Di dunia akademis dan desain praktis, Mang Jamal memulainya dengan menempuh pendidikan di Jurusan Desain Studio Desain Interior Fakultas Seni Rupa dan Desain ITB, setelah lulus ia sempat bekerja di Jakarta sebagai desainer interior hingga menjadi dosen Desain Interior hingga sekarang. Sambil mengajar Mang Jamal terus melanjutkan studinya hingga ke jenjang S-3 di Program Ilmu Seni Rupa dan Desain ITB dan memperoleh gelar Doktor Ilmu Seni Rupa dan Desain pada tahun 2011
Mang Jamal juga dikenal di dunia sastra, novel debutannya Lousiana-Lousiana (Grasindo 2003) yang cukup sukses di pasaran membuatnya ketagihan menulis novel hingga melahirkan 4 buah novel lainnya. Tahun 2007 Mang Jamal menulis buku teks pengantar Desain Mebel yang diterbitkan oleh Kiblat Buku Utama.
Selain menulis novel dan buku teks Mang Jamal juga produktif menulis esai-esai di harian Kompas dan media-media cetak lainnya tentang Desain, kota Bandung, dan budaya Sunda. Kini esai-esai tersebut dibukukan dalam sebuah buku kumpulan esai ini.
Buku ini dibagi ke dalam 4 bagian berdasarkan tema tulisan-tulisannya, yaitu Desain, Bandung, Budaya Sunda, dan Esai Basa Sunda. Walau banyak bergelut di dunia akademis namun karena Mang Jamal juga adalah seorang novelis maka semua esainya dibuat dengan kalimat-kalimat yang enak dibaca dengan disisipi humor khas penulis disertai kritik-kritik yang membangun.
Di bagian desain setelah membahas mengenai hikayat kursi yang dikupas secara menarik, kritik Mang Jamal menohok langsung ke jantung pusat pemerintahan yaitu Istana Negara dan Istana Merdeka. Tentunya kita semua bangga dan kagum dengan desain Istana Presiden yang berdiri dengan megah dan kokoh selama ratusan tahun. Namun dibalik keindahan dan kekokohan kedua istana itu, Mang Jamal merasa terusik akan diapakainya bekas Istana Gubernur Jenderal Belanda itu sebagai kantor pemerintahan.

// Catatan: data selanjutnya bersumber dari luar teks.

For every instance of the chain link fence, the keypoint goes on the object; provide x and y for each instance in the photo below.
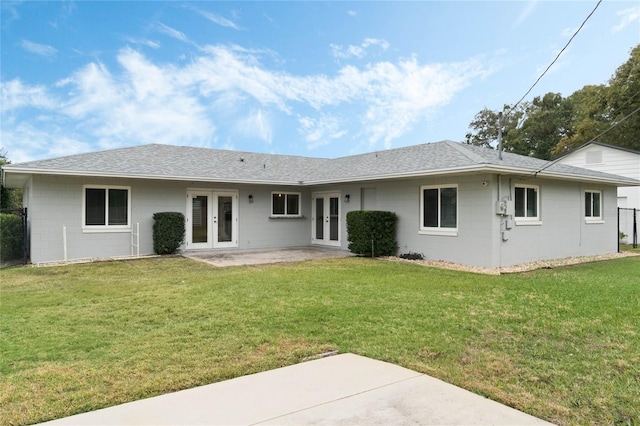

Mari sejenak lupakan "kebanggaan nasional" terhadap kedua gedung megah itu dan cobalah menggunakan cara pandang seperti ini: kedua gedung itu dulunya adalah rumah dinas sekaligus kantor Gubernur Jenderal pemerintahan kolonial Belanda. Para gubernur jenderal itu bersemayam di sana sebagai perpanjangan tangan Kerajaan Belanda.......untuk melaksanakan administrasi pemerintahan negara jajahan bernama Hindia Belanda.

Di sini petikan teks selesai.